Monday, February 17, 2014

Elemental Characters

          O'Connor creates characters with many different personalities; in some of her stories she ties a character's personality to an element and the environment. Some characters have a personality that can fit a variety of elements, but some of her characters are truly tied to one specific element. Examples of this can be seen in A View of the Woods and The Enduring Chill.

           In A View of the Woods, Mr. Fortune is a stubborn old man who is full of pride and set in his ways. He is clearly the embodiment of the earth element. He likes things to be a certain way and is very proud of the fact that his granddaughter, Mary Fortune, looks very much like him. The story begins with these characters viewing a construction site, where earth is being dug up; Mary Fortune is completely absorbed "watching the big disembodied gullet gorge itself on clay" (O'Connor, 525). They are both stubborn and absorbed by the site of earth being moved. Through the imagery and personality of Mr. Fortune, O'Connor links him to the earth element. He also always talks about "his land" which his son-in-law is living on, so Mr. Fortune is very much a man of earth. He has so much pride in being a "PURE Fortune," like a man who knows he is made of pure earth without any other element mixed in. At the end when Mary Fortune decides to start beating him to death, he sees himself claiming to be a "PURE Pitts," so he grabs her by the neck and smashes her head on a rock three times. The last word of the story is "clay," so O'Connor places the earth element throughout this story.

            In The Enduring Chill, Asbury is described as having a "saturnine" disposition, which means his is gloomy and surly. He is also slow in movement and cold in personality towards his mother. Essentially, he embodies the element of water in the form of ice, which ties in perfectly with the title of this story. He used to live in New York where it was always cold and apparently that suited him just fine, since it matched his icy disposition. He has a disease that afflicts him with fever and chills, but the chills seem to be worse for him than the fever part; this adds to his irritation of being stuck on the farm in bed all day. He fails as an artist and writer because he is cold at heart and he cannot find the inspiration that would spark the creation of something good. His mother would give him occasional peace though. "When she was gone, he lay for some time staring at the water stains on the gray walls. Descending from the top of the molding, long icicle shapes had been etched by leaks" (O'Connor, 555).

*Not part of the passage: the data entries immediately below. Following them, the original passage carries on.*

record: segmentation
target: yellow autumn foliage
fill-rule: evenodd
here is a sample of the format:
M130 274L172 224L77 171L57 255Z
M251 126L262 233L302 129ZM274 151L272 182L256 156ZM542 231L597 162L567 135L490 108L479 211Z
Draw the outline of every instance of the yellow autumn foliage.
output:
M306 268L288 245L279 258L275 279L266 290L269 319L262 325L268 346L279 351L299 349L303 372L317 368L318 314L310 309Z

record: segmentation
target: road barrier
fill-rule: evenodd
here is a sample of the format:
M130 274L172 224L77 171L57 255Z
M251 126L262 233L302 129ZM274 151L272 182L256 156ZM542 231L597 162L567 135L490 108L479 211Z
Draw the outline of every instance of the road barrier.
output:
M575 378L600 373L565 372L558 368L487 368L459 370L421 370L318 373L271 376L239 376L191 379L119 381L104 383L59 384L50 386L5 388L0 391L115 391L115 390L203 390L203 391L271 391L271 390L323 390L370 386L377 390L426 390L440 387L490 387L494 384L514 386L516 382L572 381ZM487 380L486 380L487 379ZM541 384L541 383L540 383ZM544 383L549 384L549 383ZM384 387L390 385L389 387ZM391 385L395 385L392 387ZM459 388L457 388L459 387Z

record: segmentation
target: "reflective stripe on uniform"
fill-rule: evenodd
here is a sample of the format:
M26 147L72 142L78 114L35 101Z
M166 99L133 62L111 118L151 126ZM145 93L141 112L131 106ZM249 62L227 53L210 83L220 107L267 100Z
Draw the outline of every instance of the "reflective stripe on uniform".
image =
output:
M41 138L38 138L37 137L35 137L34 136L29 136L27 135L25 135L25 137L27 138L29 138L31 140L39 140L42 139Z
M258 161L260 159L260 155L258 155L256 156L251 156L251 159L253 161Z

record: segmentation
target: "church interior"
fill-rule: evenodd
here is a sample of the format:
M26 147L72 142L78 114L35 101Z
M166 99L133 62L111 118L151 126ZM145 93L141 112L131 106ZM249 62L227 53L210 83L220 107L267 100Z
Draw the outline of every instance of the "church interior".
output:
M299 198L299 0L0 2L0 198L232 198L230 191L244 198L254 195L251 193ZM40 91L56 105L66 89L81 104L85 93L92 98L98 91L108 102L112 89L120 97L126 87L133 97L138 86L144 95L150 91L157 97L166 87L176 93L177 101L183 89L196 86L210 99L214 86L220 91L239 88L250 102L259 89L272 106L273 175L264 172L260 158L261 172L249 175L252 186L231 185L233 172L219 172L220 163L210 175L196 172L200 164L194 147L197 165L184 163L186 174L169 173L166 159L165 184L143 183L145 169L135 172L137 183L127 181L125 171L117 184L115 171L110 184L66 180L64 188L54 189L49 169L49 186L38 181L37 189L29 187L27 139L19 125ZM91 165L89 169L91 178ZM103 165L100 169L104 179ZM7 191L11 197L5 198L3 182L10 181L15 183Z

He even sees water and ice in his surroundings. When he realizes that he isn't going to die from this condition, "it was like a warm ripple across a deeper sea of cold" (O'Connor, 572). The very end is where O'Connor makes the element of ice the most apparent in its relation to Asbury. "But the Holy Ghost, emblazoned in ice instead of fire, continued, implacable, to descend" (O'Connor, 572). Asbury is icy until the end of this story. O'Connor links the characters to the elements in a smooth and natural way, which works perfectly with their personalities. This continues to the point to where Mr. Fortune is literally earth and Asbury is literally ice.